Highspeed VPN Router With Raspberry Pi

PiRouter.jpg

Concerned about online privacy? A VPN or Virtual Private Network allows you to surf, search and download from the internet without your ISP, advertisers, big brother, or other organizations tracking you. Most VPN providers allow you to download an app that you can run on your machine to protect you while you surf, search, watch or download. But that only protects that particular device and only when you remember to start the VPN application and connect to the VPN.

Instead we will make a whole home highspeed Gigabit VPN Router that will go in between your current WiFi home router and your internet provider's modem. This will protect every device on your home network all the time without sacrificing speed and without having to remember to enable it each time you want to use it.

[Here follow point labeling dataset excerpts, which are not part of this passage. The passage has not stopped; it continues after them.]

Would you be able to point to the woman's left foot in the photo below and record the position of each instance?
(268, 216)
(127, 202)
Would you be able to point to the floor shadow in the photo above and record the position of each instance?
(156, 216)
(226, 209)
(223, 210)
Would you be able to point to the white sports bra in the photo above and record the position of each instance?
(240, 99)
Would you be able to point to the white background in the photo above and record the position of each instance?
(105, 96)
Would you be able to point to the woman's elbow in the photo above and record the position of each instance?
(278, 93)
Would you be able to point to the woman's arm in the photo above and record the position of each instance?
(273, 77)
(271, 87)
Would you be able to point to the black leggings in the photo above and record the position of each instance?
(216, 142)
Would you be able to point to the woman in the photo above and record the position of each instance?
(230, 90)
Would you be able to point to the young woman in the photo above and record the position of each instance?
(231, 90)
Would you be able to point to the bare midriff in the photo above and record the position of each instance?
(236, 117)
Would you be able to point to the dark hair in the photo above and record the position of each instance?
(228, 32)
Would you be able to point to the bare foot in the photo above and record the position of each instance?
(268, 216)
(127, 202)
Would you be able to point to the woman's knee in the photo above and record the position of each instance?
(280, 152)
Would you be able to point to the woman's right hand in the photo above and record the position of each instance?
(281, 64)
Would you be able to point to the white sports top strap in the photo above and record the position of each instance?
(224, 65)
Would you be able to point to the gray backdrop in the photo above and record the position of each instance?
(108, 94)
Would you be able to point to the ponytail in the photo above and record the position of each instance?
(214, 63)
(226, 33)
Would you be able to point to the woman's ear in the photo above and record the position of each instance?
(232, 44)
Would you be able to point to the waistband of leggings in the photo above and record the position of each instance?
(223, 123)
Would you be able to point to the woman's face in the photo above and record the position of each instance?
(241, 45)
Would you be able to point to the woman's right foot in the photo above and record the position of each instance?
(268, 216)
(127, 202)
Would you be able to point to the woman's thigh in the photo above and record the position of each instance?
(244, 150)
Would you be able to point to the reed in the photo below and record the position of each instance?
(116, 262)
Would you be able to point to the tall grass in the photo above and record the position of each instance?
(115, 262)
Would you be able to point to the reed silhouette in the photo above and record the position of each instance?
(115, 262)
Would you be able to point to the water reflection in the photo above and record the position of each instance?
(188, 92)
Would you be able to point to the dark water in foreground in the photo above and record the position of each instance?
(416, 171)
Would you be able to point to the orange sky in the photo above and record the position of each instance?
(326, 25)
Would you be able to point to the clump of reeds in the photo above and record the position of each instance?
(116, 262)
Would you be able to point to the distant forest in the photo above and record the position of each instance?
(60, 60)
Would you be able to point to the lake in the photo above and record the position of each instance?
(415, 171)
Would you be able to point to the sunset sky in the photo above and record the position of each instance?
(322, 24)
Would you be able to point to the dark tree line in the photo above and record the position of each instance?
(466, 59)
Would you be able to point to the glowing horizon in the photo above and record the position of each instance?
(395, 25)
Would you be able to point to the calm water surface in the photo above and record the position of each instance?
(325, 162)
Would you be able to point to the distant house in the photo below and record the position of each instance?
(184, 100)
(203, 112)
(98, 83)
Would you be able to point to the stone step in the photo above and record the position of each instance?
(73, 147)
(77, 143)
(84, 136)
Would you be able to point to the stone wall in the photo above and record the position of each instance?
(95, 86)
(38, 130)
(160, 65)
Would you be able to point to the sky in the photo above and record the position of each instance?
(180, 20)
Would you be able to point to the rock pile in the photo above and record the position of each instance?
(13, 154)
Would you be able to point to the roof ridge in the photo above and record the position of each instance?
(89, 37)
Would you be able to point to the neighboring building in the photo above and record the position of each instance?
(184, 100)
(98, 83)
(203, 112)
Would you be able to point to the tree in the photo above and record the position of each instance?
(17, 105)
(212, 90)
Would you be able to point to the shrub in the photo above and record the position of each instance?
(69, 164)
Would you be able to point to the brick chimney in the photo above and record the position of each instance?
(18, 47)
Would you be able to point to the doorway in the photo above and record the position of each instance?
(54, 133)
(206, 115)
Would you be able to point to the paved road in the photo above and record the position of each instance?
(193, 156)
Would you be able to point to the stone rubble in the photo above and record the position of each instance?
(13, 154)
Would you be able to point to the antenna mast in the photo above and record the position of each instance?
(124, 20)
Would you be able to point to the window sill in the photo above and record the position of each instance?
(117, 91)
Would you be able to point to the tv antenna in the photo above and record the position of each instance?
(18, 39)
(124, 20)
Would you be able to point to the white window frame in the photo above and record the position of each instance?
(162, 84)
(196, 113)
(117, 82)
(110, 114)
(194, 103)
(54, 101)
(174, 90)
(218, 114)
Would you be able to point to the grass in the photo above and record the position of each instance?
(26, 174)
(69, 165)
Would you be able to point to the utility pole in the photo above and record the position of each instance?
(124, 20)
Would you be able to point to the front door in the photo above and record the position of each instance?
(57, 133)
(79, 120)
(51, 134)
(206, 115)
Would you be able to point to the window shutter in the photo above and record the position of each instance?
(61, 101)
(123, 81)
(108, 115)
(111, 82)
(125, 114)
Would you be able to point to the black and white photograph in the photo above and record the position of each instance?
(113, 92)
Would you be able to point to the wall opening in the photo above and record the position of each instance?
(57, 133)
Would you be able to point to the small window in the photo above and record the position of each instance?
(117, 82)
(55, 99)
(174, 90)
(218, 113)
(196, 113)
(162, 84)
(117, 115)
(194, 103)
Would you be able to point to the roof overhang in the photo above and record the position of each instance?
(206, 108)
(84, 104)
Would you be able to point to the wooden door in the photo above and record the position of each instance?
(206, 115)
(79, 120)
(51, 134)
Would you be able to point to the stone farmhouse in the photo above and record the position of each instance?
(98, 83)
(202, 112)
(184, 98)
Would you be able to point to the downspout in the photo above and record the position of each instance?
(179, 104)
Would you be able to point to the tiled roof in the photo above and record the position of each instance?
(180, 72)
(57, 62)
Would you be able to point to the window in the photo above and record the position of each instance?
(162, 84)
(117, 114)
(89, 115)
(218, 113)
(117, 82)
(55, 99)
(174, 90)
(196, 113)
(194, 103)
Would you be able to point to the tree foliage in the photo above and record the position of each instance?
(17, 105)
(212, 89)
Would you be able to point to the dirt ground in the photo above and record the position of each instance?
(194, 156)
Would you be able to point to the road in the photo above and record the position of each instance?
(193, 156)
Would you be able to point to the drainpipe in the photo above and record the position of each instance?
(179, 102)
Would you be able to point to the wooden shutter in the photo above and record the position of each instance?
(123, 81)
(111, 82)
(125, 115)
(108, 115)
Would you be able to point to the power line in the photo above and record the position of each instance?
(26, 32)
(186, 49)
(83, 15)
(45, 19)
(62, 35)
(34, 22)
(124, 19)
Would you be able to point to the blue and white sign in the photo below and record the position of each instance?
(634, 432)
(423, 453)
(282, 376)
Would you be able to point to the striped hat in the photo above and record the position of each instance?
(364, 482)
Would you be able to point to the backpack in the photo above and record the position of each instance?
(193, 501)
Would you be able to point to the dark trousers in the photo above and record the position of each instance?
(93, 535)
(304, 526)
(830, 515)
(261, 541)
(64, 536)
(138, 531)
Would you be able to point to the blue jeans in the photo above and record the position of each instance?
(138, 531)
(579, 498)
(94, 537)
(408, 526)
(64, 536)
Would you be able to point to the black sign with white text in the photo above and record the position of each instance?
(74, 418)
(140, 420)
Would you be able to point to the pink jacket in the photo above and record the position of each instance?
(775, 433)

We will be using a Raspberry Pi 4 2GB for our router. This is a cheap ($35) computer with 1.5Ghz quad core CPU, 2GB 3200Mhz DDR4 RAM, and we will be using a 32GB highspeed MicroSD card. We can easily overclock it's CPU up to 2.0Ghz. These specs are better than most high end routers costing hundreds of dollars.

We will be using OpenWRT which is a lightweight and easy to use dedicated router firmware with a web interface that can be installed on the Raspberry Pi.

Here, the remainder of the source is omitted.